ANGGOTA Majelis Ulama tidak digaji. Ini memang salah satu
"syarat" yang dulu diminta Prof. Hamka, waktu ia diminta jadi
ketua MUI, 1975. Permintaan yang lain: ia akan dibolehkan
mundur, bila nanti ternyata sudah tidak ada kesesuaian dengan
dirinya dalam hal kerjasama antara pemerintah dan ulama.
Mohammad Roem, dalam buku Kenang-kenangan 70 ahun Buya Hamka,
menyebut masalah gaji itu sebagai bagian dari "politik Hamka
menghadapi pembentukan Majelis Ulama". Ulama mubaligh ini,
menurut Roem, kuat sekali menyimpan gambaran "ulama yang tidak
bisa dibeli". Walaupun gaji sebenarnya tidak usah selalu
menunjuk pada pembelian, kepercayaan diri ulama sendiri agaknya
memang diperlukan.

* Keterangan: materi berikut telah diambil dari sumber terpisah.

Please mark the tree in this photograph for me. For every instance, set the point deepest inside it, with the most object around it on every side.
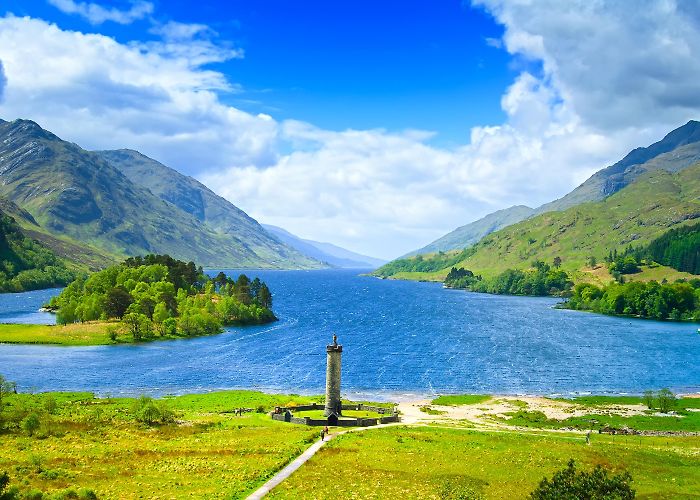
(265, 297)
(666, 399)
(6, 494)
(118, 300)
(570, 484)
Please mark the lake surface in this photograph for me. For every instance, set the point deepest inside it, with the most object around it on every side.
(400, 340)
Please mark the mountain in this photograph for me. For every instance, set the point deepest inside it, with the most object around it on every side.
(676, 151)
(200, 202)
(78, 198)
(655, 203)
(469, 234)
(325, 252)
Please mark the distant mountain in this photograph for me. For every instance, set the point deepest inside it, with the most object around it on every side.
(78, 198)
(677, 150)
(468, 235)
(27, 264)
(199, 201)
(325, 252)
(655, 203)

Sebab, tak lain, pemerintahlah yang membentuk
Majelis Ulama.
Dan itulah beda MUI, misalnya, dengan Dewan Gereja-gereja di
Indonesia (DGI) dan Majelis Agung Waligereja Indonesia (MAWI),
dari Protestan dan Katolik. Kedua lembaga ini tumbuh berdasar
kebutuhan dari bawah, atau dari dalam Hamka, di rumahnya di
samping Masjid Al Azhar Kebayoran Baru, menyebut satu-satunya
majelis ulama yang tumbuh dengan cara seperti itu adalah yang di
Sumatera Barat, di bawah Datuk Palimo Kayo. Itu sebelum ada MUI
(pusat). MU Sum-Bar tersebut, bersama Majelis Ulama DI Aceh yang
dibentuk oleh Pemda Provinsi, praktis memang merupakan "pemberi
ilham" pembentukan MUI.
Pembentukan majelis ulama di Jakarta kemudian (yang diberi
tambahan untuk Indonesia, sebagai pembedaan dari MU daerah,
termasuk daerah DKI) seakan tinggal merapikan saja. Terpenting,
betapa pun, adalah fungsi MUI (dan kemudian MU semua daerah)

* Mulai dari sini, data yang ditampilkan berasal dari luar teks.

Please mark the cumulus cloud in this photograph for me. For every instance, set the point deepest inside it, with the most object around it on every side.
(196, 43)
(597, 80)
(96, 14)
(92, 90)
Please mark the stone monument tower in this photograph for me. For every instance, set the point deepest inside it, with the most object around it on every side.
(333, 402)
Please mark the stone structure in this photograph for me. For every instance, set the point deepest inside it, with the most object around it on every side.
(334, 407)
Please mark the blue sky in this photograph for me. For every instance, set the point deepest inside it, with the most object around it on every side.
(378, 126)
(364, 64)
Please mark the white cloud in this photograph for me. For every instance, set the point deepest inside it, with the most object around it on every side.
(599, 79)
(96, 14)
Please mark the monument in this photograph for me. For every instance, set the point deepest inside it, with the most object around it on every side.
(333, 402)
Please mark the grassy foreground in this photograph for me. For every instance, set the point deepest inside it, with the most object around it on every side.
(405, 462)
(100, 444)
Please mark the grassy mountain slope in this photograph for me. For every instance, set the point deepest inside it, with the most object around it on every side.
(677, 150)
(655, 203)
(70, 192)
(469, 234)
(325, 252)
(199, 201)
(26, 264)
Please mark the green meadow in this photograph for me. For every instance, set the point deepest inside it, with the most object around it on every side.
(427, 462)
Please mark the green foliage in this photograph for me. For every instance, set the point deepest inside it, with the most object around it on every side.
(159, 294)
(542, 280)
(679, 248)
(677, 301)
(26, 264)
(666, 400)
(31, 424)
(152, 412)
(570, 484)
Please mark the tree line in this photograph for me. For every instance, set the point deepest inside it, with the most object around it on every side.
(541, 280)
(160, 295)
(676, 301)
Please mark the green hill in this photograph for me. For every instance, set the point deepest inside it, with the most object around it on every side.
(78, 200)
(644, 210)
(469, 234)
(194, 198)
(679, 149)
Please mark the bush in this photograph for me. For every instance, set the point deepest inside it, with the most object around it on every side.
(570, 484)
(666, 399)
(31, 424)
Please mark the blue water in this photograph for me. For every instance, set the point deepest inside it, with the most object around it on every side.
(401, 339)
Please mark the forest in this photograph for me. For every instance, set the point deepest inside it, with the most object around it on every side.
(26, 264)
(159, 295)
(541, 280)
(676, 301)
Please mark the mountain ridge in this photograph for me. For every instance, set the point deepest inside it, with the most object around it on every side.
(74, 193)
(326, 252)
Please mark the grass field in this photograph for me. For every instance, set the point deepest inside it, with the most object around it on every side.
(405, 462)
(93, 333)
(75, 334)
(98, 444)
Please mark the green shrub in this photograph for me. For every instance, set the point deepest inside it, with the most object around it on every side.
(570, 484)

sebagai "penghubung antara ulama dan umara (pemerintah) serta
penerjemah timbal-balik antara pemerintah dan umat. . . "
Fungsi itu memang hanya dicantumkan dalam Pedoman Dasar sebagai
nomor empat alias terakhir. Tapi tak urung, niat baik pemerintah
itu memerlukan beberapa waktu untuk penerimaan di kalangan umat.

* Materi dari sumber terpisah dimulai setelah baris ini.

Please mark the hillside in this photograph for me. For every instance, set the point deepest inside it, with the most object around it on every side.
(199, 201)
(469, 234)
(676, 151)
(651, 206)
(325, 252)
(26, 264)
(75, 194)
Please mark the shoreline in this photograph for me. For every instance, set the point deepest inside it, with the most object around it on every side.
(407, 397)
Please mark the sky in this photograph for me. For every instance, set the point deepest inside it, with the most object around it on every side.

H.A. Hamid Wijaya, misalnya, Sekjen (Katib Aam) Syuriah NU, bisa
menghargai MUI. Toh ia menganggap lebih baik kalau badan seperti
itu dibentuk "melalui potensi umat yang ada -- bukan ditentukan
dari atas. "
Padahal kalau ia semata tumbuh dari bawah, belum tentu ia akan
jadi jembatan itu. Lagi pula sebagian orang melihat kepada
hasil. Dan dilihat dari pihak pemerintah, menurut K.H. Hasan
Basri, yang sekarang ini Ketua Periodik MUI, biasanya "pendapat
MUI diterima dengan baik karena murni sifatnya". Yakni bukan
merupakan suara golongan atau partai.
Memang, dalam kasus fatwa Natal ini terlihat seolah majelis ini
hanya menyuarakan "kepentingan umat Islam" semata -- tanpa
mempertimbangkan pihak lain. Juga dalam fatwa tentang aliran
kepercayaan dahulu. Toh, sementara masalah fatwa Natal memang
kompleks, dalam masalah kepercayaan akhirnya apa yang dimaksud
MUI sejalan belaka dengan pandangan pemerintah -- seperti
dikatakan Hasan Basri. MUI tak setuju aliran kepercayaan
dianggap sebagai agama atau disamakan dengan agama. Dan
penetapan terakhir ternyata begitu pula.
Lebih dari itu, seperti disebut dalam rekomendasi Munas II
Majelis Ulama se-Indonesia, Mei tahun kemarin, para ulama itu
merekomendasikan pula penyebarluasan P4 -- meski dalam
'pembudayaan dan penghayatan Pancasila' diminta agar usaha tidak
terutama dititikberatkan pada penataran. Melainkan pengamalan
dan partisipasi yang nyata. Manfaat MUI yang lain: seorang
menteri bisa saja mengundang para anggotanya dan meminta pikiran
-- misalnya dalam soal lingkungan, oleh Emil Salim, yang
kemudian disambung pula dengan beberapa pertemuan.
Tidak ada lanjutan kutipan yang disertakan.